Bass Pro at the Pyramid
Name and Location: Bass Pro at the Pyramid is located Inside the Memphis Pyramid building at 1 Bass Pro Drive just off I-40 along the Mississippi River north of downtown.
History and Significance: Originally opened in 1991 as an arena, the building’s unique form resembling Egypt’s pyramids was radically reimagined into a megastore adventure theme park by outdoor retailer Bass Pro in 2015, transforming the faded structure into a popular tourist hub.
What to Expect: Shoppers explore a colossal retail space with boat and truck displays soaring through the towering steel Pyramid frame containing fishing/hunting goods, a bowling alley, shooting gallery, restaurant, cypress swamp with waterfowl, and a hotel high atop the apex.
Visitor Information: Bass Pro at the Pyramid is open daily with no admission fees. Parking in the 6,200 space garage is free. Various attractions inside operate on different schedules.
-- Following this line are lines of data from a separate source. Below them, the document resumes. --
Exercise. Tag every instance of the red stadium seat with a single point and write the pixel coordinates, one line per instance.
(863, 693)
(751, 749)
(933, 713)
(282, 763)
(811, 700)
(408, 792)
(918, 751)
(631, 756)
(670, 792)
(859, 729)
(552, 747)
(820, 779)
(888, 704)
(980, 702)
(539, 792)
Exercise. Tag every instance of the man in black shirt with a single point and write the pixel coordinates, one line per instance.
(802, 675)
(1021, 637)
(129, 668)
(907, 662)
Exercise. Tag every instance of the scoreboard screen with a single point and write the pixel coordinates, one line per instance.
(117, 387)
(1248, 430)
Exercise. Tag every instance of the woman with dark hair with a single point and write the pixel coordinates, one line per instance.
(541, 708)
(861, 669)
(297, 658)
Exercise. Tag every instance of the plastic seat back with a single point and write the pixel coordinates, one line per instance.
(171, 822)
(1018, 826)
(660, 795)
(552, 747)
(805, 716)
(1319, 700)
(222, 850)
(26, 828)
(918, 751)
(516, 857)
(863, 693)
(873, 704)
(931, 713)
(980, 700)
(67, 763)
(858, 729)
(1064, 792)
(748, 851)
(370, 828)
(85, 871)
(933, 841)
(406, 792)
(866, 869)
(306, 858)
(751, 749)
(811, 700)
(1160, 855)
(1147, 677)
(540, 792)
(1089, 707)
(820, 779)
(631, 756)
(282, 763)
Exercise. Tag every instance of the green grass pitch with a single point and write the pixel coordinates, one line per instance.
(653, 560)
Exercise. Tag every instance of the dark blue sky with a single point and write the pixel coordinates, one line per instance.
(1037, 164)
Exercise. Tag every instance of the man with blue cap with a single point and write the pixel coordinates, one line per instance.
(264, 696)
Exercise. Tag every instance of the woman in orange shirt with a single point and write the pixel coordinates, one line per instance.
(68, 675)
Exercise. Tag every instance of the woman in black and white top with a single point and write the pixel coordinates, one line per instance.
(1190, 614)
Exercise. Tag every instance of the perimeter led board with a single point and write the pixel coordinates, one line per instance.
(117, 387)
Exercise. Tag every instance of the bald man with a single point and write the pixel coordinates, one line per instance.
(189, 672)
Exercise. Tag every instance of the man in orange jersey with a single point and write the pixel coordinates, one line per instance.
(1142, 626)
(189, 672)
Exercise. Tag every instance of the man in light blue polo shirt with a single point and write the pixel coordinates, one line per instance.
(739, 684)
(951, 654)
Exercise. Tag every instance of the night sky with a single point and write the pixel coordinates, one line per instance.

As the tallest freestanding sport retail space in America, it makes sense the outdoor superstore fills the Memphis skyline’s tallest structure. Adding 100,000 fish plus a bowling alley, rotating restaurant and 4.5 acre rooftop amusement park guarantees the iconic 32-story steel Pyramid continues wowing crowds like it has since opening in 1991. Ride glass elevatorsscaling rotating LED-lit cliffs revealing taxidermy lions, giant aquarium sharks and exotic waterfowl between shopping floors filled with boats, tackle and outdoor gear during this architectural adventure guaranteed to fascinate everyone.